Middle Caicos


Middle Caicos is the largest island in the Turks and Caicos chain, boasting an area of 48 square miles and is also one of the least populated. Middle Caicos is famous for its lush agricultural industry, which produces herbs, cassava, okra, guava, tamarinds, apples and corn. The island is an adventurer’s paradise with extensive walking trails, coves and hidden beaches and concealed cave systems. A one mile causeway links North and Middle Caicos. North Caicos is accessed by ferry from Providenciales.

Hiking

Conch Bar Caves
Conch Bar Caves

The Crossing Place Trail, a hike which leads the walker 5 miles along the northern coast is a beautiful induction to the island. With the help of the Turks and Caicos National Trust, the Crossing Path Trail has been reestablished to mirror the route early traders took to move goods from the original settlement of Lorimers in the east to Crossing Place in the west of the island. At Crossing Place planters would wait for the tide to subside and cross the sandbars to North Caicos. The trail is part of a larger push to preserve the northern coastline of Middle Caicos, developing eco-tourism initiatives, which aim to incorporate more hiking and biking trails, interpretive information for caves and other areas, and nature guides.

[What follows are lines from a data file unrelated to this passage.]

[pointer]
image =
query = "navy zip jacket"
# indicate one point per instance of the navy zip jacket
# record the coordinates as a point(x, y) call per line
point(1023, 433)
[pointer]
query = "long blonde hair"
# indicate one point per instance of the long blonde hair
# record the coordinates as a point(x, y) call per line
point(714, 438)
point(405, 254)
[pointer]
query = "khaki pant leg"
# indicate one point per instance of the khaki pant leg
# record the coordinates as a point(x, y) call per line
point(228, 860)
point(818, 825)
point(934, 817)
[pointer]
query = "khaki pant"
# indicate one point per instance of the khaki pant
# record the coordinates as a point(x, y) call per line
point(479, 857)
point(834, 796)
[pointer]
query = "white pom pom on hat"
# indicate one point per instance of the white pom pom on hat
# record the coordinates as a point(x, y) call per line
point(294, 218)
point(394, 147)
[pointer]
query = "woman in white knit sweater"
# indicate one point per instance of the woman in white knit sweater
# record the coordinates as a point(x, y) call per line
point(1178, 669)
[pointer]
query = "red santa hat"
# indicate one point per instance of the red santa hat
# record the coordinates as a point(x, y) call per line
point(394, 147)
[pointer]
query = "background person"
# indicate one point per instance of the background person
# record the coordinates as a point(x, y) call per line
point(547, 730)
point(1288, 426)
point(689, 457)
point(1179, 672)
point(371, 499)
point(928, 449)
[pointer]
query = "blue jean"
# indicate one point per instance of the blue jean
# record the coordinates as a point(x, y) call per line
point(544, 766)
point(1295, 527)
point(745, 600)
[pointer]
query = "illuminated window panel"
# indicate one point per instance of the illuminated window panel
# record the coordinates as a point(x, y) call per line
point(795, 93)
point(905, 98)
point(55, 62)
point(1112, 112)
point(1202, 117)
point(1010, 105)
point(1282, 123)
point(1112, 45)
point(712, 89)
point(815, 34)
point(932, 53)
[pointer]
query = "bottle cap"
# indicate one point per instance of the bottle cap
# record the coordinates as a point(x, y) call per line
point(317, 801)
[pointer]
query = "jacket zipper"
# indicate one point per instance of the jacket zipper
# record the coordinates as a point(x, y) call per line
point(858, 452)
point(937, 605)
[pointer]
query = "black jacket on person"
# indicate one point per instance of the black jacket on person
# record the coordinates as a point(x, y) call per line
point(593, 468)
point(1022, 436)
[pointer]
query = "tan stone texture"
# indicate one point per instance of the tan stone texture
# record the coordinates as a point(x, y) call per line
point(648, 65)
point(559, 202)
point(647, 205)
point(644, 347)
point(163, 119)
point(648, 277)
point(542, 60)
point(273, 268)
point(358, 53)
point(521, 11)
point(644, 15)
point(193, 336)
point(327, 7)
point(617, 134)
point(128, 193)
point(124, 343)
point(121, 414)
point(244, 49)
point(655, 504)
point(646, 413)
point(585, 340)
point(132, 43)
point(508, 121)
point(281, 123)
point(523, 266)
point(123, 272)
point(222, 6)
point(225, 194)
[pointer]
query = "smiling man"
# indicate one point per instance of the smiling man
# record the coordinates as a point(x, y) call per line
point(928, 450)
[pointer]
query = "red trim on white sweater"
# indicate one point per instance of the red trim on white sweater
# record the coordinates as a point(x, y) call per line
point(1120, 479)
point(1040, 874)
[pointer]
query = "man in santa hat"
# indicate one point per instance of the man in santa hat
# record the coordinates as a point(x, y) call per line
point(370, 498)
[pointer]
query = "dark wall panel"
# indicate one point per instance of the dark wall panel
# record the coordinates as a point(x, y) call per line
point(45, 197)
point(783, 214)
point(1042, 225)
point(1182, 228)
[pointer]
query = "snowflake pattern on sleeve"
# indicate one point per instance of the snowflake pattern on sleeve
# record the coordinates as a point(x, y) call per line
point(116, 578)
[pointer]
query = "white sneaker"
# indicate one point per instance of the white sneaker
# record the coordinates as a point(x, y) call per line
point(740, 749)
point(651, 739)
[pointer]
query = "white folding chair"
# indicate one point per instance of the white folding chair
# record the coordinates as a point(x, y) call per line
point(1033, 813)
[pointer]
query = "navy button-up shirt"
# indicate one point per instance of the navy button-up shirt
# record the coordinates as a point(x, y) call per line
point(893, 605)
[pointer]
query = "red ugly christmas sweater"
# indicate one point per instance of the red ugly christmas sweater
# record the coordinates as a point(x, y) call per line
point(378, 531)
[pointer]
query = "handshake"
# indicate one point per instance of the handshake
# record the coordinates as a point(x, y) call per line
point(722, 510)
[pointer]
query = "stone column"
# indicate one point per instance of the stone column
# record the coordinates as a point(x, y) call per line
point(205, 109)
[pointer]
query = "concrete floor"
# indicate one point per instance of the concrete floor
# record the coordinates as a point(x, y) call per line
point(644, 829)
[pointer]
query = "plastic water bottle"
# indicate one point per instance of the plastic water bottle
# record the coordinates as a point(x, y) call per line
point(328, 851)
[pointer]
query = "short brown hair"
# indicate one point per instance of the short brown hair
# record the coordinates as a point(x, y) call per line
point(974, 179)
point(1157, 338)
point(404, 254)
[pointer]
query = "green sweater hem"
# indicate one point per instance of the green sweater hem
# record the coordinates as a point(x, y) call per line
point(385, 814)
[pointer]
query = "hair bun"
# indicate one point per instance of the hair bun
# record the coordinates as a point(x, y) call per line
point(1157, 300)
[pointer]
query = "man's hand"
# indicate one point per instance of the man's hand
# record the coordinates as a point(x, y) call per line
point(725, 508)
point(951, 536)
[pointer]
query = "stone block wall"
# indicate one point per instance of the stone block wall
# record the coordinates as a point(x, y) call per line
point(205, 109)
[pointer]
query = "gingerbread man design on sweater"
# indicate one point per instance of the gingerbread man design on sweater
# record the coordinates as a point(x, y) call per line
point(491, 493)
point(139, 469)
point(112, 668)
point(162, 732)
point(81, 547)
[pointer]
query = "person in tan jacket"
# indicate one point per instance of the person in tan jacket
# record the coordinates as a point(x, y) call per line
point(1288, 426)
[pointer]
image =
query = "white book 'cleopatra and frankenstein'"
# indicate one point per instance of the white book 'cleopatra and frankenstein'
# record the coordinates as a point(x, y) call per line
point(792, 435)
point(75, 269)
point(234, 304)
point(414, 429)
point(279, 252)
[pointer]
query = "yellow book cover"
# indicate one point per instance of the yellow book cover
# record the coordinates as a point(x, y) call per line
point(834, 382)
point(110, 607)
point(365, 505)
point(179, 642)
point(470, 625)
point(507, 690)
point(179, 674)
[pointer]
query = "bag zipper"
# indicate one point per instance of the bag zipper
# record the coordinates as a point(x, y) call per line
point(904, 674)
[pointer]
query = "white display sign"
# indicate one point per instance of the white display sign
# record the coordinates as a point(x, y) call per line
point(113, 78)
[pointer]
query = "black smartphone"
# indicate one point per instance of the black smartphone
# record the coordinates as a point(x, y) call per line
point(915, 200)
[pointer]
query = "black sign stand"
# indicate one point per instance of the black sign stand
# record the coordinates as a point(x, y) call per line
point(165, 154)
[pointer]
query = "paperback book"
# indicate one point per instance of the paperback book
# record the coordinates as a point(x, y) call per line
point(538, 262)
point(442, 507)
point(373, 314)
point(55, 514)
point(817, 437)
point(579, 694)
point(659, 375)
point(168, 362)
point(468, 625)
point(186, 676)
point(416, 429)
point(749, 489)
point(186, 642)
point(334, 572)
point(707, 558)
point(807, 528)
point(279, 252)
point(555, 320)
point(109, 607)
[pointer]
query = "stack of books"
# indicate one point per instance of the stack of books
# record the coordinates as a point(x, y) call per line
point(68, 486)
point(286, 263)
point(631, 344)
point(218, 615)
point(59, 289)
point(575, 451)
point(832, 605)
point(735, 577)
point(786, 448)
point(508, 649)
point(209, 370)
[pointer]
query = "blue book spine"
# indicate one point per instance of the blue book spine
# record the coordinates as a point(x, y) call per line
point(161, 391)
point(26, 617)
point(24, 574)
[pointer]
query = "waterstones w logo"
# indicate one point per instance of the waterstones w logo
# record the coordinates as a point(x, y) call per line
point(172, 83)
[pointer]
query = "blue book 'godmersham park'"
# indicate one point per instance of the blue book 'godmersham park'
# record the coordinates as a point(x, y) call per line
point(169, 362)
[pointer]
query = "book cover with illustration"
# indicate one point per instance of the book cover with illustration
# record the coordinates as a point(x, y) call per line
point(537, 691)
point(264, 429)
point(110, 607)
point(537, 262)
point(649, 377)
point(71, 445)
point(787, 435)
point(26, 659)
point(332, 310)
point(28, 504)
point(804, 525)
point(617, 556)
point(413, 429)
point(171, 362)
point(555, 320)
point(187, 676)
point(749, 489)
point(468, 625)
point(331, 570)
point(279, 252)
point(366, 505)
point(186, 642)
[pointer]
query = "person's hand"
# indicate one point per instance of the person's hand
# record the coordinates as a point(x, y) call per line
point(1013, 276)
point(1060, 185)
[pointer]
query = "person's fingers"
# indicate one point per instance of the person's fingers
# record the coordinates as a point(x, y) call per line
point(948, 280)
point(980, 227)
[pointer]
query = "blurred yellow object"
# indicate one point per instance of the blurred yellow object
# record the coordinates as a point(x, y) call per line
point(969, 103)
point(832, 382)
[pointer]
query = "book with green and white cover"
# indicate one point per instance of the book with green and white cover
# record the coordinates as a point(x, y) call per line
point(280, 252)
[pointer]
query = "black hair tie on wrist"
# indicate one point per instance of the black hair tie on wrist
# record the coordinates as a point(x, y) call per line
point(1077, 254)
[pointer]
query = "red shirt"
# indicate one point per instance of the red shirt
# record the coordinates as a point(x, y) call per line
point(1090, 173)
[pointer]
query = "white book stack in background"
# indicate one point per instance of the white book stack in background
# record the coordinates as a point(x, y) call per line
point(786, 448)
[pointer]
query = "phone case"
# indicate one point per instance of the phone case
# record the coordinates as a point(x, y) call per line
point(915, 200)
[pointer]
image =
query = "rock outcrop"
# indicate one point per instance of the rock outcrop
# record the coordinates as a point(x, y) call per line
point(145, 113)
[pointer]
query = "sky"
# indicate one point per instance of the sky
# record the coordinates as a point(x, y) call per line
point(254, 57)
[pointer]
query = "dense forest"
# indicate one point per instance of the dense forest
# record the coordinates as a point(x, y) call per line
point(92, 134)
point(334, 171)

Mudjin Harbors, a three mile stretch of limestone cliffs overhanging white sand beaches which cuts into the Crossing Place Trail running from Conch Bar Village. Swimming can be dangerous in parts of this stretch and other beaches such as the remote easterly Cedar Point and Bambarra Beach. Bambarra Beach plays host to the annual Valentine’s Day Cup model sailboat race. Middle Caicos also has a long tradition of fishing and with the help of local guides sea fishing, reef fishing and bone trips can be organized.

Caves and Parks


Middle Caicos has a number of beautiful cave systems which provide hours of exploration for families and other adventurers. Conch Bar Caves is the largest above-water cave system in the Bahamas-Turks and Caicos island chain and is a Turks and Caicos national park. The limestone caves feature stalactites, stalagmites and columns, along with pools that fluctuate with the ocean tide. As there are no pathways, a tour guide is advisable. The Indian Cave, an Indiana Jones-esque single gallery cave with vines and shrubs wrapping around openings and skylights, is home to many owls, bats, Cuban crows, yellows crowned night herons and anis, as well as a a number of tropical plants. Entrance is free.